During a merger or acquisition, it’s critical to consider corporate culture. The required cultural change often represents the soft underbelly of a merger or acquisition. Everyone agrees that it’s important, but it often takes a back seat to the stated cost synergies to be achieved and the new organizational footprint to be established.
Without addressing needed cultural changes, we slow down the attainment of the strategic synergies that were the goal in the first place. There are three things that mostly get in the way of effectively considering the corporate culture. First, we tend to underestimate the impact on the actual success of the venture, not just in morale but dollars. Also, leaders may not be able to comfortably deal with sensitive and personal issues that come with culture change as part of a merger or integration. And a degree of skill is required to effectively manage through a process that considers culture for the entire population of the new entity.

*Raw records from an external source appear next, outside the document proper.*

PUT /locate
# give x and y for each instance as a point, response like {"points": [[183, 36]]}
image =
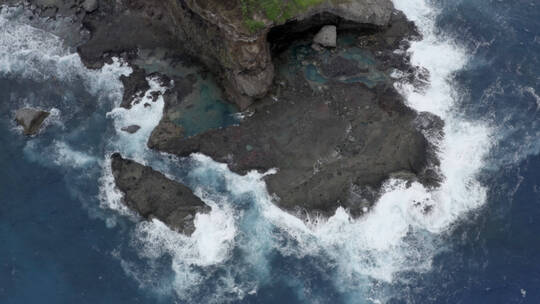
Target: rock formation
{"points": [[30, 119], [152, 195], [327, 36], [229, 37]]}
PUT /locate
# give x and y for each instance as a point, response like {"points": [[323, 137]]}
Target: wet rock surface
{"points": [[327, 36], [330, 120], [333, 126], [152, 195], [30, 119]]}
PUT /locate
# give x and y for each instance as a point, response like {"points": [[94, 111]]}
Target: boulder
{"points": [[131, 129], [90, 5], [232, 38], [152, 195], [327, 36], [30, 119]]}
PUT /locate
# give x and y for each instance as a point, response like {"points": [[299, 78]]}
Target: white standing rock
{"points": [[327, 36], [30, 119], [90, 5]]}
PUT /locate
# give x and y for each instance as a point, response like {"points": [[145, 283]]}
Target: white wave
{"points": [[67, 156], [397, 235], [144, 113]]}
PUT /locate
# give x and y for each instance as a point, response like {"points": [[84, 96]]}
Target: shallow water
{"points": [[66, 237]]}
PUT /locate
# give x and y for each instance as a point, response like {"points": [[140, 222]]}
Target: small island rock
{"points": [[327, 36], [131, 129], [30, 119], [152, 195]]}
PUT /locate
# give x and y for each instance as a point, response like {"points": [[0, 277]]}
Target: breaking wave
{"points": [[228, 255]]}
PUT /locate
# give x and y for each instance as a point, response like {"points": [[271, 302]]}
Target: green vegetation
{"points": [[275, 10]]}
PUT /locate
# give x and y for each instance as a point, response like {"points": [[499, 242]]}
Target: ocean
{"points": [[65, 236]]}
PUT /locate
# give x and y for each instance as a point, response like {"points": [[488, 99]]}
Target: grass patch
{"points": [[275, 10]]}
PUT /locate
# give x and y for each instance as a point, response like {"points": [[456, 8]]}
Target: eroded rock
{"points": [[327, 36], [30, 119], [152, 195], [228, 37], [131, 129]]}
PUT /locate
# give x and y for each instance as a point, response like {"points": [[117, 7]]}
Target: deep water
{"points": [[64, 237]]}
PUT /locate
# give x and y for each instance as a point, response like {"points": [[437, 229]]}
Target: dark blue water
{"points": [[60, 244]]}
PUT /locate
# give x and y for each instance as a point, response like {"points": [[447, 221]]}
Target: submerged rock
{"points": [[334, 137], [327, 36], [30, 119], [152, 195]]}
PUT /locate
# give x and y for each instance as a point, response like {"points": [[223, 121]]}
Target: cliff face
{"points": [[236, 33], [229, 37]]}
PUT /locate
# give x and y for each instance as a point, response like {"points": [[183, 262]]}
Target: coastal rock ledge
{"points": [[232, 38], [152, 195]]}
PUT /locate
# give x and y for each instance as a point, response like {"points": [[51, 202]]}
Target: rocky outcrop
{"points": [[327, 36], [152, 195], [30, 119], [332, 125], [229, 37]]}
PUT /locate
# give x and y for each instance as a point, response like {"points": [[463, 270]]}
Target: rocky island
{"points": [[312, 78]]}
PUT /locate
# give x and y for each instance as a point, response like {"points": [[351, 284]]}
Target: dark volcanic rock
{"points": [[135, 86], [30, 119], [153, 195], [333, 141], [131, 129]]}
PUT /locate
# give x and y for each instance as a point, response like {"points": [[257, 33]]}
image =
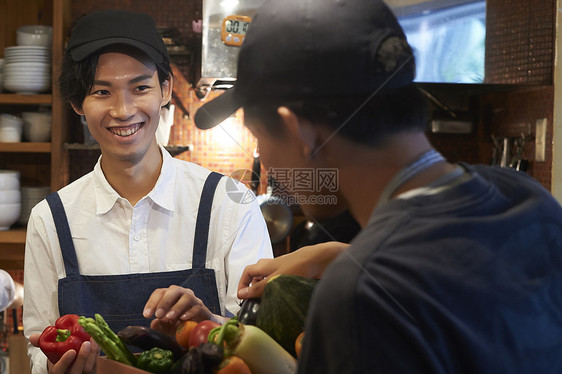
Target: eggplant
{"points": [[204, 359], [248, 313], [146, 338]]}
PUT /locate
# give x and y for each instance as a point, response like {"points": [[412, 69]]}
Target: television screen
{"points": [[448, 38]]}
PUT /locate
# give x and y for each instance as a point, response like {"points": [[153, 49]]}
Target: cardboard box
{"points": [[107, 366]]}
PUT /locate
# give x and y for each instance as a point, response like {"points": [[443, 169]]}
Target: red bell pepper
{"points": [[65, 335]]}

Executives in charge of a merger or acquisition should keep these things in mind:
HR practitioners must facilitate a smooth transition following a merger or acquisition by ensuring that there is sufficient understanding and buy-in at the leadership level about the costs of not addressing the culture issue early in the process. It’s also a great opportunity for HR to lead this aspect of the process, as it often lacks a natural champion.
It’s essential to view the rapid creation of a compelling future state for the business – the ability to have authentic and honest dialogue as a leadership team and the ability to effectively engage the entire organization in the process – not as a nice-to-have but as a mission-critical insurance policy that will significantly increase the odds of hitting merger and integration goals on time.